Per ottenere questo risultato non esitarono ad assaltare con le molotov la Casa dei Sindacati, dove si erano rifugiati centinaia di manifestanti dopo l’assalto e la distruzione di Campo Culicovo. Alla fine della loro spedizione punitiva in perfetto stile squadrista si contarono decine di morti.
Olga Ignatieva, sopravvissuta alla strage e rifugiata politica in Italia, fornisce nel suo recente libro “Attraverso il fuoco per l’eternità. Odessa, 2 maggio 2014, 21 testimonianze di una tragedia” un elenco di 47 morti accertati, vittime della furia delle squadracce fasciste, che infierirono anche su quanti tentarono di salvarsi dall’incendio che con il fitto lancio di molotov avevano provocato.
Giovedì 26 dicembre ho raggiunto la Casa dei Sindacati, diventata uno dei luoghi della memoria antifascista di Odessa, sia per la strage in sé, sia perché il rogo segnò un punto di non ritorno, che portò alla guerra civile e poi allo scontro tra le maggiori potenze nucleari in terra di Ucraina.
Non è stato facile trovarla perché l’indicazione del palazzo è stata persino cancellata da Google Maps. Trovo però piazza di Campo Culicovo dove, spettrale e abbandonato, sorge il grande palazzo luogo dell’eccidio.
Mi fa lo stesso effetto di quando ho visitato le Fosse Ardeatine, il Museo della Liberazione di Roma di via Tasso o la sala d’aspetto della Stazione di Bologna: luoghi che mettono i brividi.
Il piazzale è deserto e una cancellata ne impedisce l’accesso. Mani pietose hanno legato alla cancellata e su un albero mazzolini di fiori, mentre qualche persona coraggiosa ha tracciato delle scritte che sono state in parte cancellate per indicare il luogo dell’eccidio e le sue vittime.
Scritta “Ricordiamo”
Mentre la memoria viene cancellata dai nuovi padroni della città, non manca chi rivendica l’eccidio, come in una vignetta che ho trovato appesa a un muro, con una ragazza che offre un intero vassoio di molotov accese. Cosa ancora più grave, su una tela esposta in un lussuoso bar del centro si fa l’elogio delle molotov, facendone impugnare una perfino alla statua del Duca di Richelieu, che fu governatore della città nel 1803, ai tempi dello Zar Alessandro I ed è considerato uno dei più importanti personaggi di Odessa, al punto di essere raffigurato con le vesti da imperatore romano.
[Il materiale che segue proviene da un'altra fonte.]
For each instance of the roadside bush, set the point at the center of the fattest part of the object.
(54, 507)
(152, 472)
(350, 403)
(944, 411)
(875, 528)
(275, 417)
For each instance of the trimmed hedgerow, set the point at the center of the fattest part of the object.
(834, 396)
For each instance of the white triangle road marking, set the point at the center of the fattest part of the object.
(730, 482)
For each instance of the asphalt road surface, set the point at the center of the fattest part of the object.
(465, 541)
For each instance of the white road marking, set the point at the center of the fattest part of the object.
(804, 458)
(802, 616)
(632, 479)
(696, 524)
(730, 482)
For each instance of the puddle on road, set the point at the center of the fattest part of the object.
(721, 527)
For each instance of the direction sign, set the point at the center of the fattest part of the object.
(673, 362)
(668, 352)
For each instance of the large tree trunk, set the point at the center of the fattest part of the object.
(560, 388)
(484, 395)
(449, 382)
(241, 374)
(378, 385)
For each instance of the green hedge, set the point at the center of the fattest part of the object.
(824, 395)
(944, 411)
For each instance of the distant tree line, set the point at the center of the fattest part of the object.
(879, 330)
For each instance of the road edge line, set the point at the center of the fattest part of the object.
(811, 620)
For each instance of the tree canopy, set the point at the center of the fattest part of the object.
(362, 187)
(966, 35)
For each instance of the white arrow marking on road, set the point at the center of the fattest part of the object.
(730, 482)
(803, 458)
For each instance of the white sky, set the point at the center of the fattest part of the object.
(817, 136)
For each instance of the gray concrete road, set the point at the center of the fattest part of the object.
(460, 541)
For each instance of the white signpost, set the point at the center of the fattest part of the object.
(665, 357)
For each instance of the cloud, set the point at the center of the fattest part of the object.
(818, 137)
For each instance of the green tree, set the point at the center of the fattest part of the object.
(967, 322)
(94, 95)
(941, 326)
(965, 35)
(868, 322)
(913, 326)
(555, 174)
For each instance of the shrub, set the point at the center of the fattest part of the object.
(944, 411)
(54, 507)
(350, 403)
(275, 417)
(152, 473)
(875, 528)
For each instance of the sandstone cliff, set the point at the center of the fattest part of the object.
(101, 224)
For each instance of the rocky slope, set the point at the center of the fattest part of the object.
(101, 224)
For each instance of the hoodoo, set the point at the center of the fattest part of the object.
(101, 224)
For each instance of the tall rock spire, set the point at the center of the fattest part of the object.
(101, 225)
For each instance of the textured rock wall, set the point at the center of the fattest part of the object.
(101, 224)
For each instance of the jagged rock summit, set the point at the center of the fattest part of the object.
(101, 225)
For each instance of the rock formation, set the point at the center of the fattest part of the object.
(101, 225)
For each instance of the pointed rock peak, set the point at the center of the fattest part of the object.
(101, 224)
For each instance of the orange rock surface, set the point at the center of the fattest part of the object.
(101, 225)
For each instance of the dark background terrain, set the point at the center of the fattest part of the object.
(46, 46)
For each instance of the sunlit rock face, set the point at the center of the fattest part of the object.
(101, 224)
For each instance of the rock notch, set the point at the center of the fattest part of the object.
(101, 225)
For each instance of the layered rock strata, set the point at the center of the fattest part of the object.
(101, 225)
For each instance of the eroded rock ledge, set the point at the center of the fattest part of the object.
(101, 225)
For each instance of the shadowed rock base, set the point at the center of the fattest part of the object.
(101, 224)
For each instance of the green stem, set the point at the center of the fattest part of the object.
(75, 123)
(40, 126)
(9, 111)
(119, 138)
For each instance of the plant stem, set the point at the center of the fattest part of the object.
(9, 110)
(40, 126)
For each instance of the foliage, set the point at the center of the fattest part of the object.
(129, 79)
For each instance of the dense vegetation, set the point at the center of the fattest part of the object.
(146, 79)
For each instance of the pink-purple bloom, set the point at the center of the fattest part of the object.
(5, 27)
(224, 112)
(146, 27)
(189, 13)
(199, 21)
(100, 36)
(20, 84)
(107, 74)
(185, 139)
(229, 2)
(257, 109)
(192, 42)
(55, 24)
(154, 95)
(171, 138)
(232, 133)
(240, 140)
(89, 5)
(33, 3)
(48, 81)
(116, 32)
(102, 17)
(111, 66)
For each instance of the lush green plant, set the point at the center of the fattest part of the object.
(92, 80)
La molotov suona come una sinistra allusione all’incendio e alla strage, nonché come rivendicazione dei nuovi padroni della città.
Se è facile dall’esterno e a tavolino pianificare una provocazione così grave e orrenda, trovando la manovalanza di esaltati pronta a realizzare una strage capace di innescare la tragedia in atto, non sarà affatto facile lenire e curare le ferite che ancora sanguinano nel cuore di troppe persone. Eppure e necessario giungere a un immediato cessate il fuoco, che non si limiti a congelare la guerra, ma che inneschi un processo di vera pace. Non si deve più rimuovere quanto è accaduto.
Le forze sane della società, che non mancano, ma sono costrette al silenzio, dovranno partire dalla consapevolezza degli orrori che hanno provocato la guerra e che la guerra stessa inevitabilmente ha provocato, cercando di individuarne le cause e le responsabilità interne e soprattutto esterne, comprese le nostre come Unione Europea, che hanno trasformato un grande Paese ponte naturale tra Est e Ovest in un campo di battaglia che lo ha diviso e lacerato.
Ristabilire la verità dei fatti e arrivare a una verità condivisa non sarà certo facile, ma indispensabile perché dopo una tregua, più o meno lunga, non si tornino a commettere gli stessi errori e a ripetere nuove tragedie.
Bandire per sempre la guerra e con essa ogni forma di odio etnico e nazionalistico, dì suprematismo e di fascismo, che la provocano e la alimentano, diventano imperativi per ricostruire una società plurale e fraterna, che sia, in ogni città, in Europa e nel mondo intero, la casa comune di tutte e di tutti.